BC Government Takeover

Prior to July 1st, 1974 ambulance service in British Columbia was provided by a mix of organizations including commercial ambulance companies, funeral homes, municipalities, fire departments, hospitals and volunteer organizations. Typical of ambulance services in that era, competition was often intense between privately operated services. Training and equipment standards were inadequate throughout the province and patient care often suffered.

The 1973 Ford ambulance serving Port Hardy was typical of many small town ambulances in BC prior to the government takeover. The ambulance was built by Universal Manufacturing and featured a large box on the roof to store a metal basket stretcher - standard equipment on many BC ambulances. The large Red Cross identifies the vehicle as an ambulance, (the blue Star-of-Life emblem found on ambulances today was not created until the following year). The large Kinsmen emblem indicates the Port Hardy Kinsmen Club probably donated funds for the purchase of the ambulance and Kinsmen members may have also been involved as volunteer ambulance personnel.

In 1974 the BC government created the British Columbia Ambulance Service and on July 1st of that year took over all ambulance services in the province. The newspaper advertisement shown here featured a 1973 Superior wide-body GM ambulance (commonly referred to as a Fat Albert), and a 1973 Superior Pontiac ambulance. Both ambulances sported the new colour scheme - white with red stripes forming a red cross when viewed from a tall building, an aircraft, or the side of a mountain. This colour scheme on BC ambulances endures to this day.

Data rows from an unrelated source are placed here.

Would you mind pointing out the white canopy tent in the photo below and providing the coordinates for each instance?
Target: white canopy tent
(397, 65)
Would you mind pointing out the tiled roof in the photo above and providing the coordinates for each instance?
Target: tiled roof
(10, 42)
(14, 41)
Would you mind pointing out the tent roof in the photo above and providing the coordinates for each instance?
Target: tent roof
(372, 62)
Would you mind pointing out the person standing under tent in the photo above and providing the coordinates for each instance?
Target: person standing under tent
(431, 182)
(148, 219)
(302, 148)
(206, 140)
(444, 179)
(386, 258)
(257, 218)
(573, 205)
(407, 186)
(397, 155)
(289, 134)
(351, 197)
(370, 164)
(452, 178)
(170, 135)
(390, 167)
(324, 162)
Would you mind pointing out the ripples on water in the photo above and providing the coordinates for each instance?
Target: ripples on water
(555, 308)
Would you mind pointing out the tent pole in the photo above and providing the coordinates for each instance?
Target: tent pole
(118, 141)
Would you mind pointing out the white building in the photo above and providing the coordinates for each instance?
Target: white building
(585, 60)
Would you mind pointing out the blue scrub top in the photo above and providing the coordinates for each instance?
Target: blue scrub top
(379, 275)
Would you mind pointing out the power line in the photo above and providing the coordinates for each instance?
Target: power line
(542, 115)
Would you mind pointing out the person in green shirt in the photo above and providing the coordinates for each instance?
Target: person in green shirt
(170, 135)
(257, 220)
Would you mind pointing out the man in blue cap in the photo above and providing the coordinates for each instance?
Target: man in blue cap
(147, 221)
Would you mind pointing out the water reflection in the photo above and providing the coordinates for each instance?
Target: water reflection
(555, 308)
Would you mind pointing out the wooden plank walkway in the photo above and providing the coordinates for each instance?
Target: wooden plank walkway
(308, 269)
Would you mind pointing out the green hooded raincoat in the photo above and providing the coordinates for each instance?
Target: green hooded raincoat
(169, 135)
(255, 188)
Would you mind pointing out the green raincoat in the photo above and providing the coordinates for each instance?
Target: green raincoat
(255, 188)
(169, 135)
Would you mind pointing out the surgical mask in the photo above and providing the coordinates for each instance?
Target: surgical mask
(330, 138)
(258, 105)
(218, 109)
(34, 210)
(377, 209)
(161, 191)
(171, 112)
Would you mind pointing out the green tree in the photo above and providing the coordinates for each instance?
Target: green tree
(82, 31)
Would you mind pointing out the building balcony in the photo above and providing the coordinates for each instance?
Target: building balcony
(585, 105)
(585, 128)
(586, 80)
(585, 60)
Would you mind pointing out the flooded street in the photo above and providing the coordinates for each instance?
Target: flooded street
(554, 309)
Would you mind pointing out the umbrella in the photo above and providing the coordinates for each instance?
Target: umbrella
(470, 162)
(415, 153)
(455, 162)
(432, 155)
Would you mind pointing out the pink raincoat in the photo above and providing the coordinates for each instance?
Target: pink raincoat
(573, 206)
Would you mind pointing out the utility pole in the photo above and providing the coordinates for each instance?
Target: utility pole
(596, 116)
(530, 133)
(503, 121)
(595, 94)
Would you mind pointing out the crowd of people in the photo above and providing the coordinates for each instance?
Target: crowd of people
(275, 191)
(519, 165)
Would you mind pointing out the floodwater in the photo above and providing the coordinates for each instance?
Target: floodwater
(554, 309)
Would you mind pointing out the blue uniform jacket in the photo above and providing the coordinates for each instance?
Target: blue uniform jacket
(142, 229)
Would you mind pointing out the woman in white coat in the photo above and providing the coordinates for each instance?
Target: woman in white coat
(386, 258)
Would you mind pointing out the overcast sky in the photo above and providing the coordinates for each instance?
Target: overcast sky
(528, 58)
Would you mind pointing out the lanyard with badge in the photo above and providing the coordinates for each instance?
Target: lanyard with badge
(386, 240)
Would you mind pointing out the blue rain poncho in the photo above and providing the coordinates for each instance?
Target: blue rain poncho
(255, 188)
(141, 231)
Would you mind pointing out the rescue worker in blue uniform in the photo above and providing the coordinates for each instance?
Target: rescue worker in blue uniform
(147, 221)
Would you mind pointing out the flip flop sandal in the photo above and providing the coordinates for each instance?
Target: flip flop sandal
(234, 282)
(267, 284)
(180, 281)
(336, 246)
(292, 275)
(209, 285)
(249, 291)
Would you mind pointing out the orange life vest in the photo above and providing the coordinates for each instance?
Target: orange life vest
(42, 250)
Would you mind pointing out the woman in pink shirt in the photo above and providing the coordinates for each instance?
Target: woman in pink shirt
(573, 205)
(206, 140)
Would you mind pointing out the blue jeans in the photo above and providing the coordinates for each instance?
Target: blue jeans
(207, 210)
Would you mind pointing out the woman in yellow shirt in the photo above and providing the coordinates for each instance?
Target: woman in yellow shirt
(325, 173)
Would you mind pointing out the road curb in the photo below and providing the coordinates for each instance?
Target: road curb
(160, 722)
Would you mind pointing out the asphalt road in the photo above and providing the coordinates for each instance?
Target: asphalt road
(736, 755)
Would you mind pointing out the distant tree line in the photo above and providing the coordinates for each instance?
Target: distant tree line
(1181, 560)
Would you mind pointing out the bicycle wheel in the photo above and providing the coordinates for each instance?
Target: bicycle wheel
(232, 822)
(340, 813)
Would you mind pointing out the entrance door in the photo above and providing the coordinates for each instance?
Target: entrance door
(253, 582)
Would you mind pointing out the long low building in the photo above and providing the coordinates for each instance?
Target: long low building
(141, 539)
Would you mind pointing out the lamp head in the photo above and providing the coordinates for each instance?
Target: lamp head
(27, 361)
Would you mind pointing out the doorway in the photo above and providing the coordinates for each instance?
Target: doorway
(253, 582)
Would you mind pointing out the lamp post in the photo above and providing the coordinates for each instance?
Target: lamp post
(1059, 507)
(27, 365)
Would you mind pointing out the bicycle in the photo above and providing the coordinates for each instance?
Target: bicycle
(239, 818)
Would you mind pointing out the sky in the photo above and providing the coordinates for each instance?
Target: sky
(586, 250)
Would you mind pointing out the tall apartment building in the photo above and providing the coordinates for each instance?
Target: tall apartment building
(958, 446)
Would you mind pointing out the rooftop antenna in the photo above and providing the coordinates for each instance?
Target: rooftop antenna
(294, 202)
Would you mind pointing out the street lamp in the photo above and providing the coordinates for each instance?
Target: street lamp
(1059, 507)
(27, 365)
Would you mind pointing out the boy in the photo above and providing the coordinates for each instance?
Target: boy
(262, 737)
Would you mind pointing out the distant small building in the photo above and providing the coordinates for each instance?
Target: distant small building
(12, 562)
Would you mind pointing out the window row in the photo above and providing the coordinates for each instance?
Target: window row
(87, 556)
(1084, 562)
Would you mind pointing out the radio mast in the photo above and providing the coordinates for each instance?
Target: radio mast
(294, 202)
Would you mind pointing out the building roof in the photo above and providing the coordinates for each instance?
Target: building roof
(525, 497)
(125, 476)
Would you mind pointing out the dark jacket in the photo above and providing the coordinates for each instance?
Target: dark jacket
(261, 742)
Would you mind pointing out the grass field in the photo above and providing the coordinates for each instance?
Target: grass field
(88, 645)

Other information in the July 1st newspaper ad:

Anywhere in BC
Better equipped, More comfortable,
No cash outlay. Just a flat five dollar fee for
which you'll be billed later.
Existing and added staff will be qualified under
the new provincial Ambulance Training Programme
as soon as possible.
Later, it will have its own Zenith telephone number,
but, for now, call the existing ambulance
service in your area.
Yours to use.

Now in it's 35th year, BCAS is still providing land, sea, and air ambulance service to the residents of British Columbia.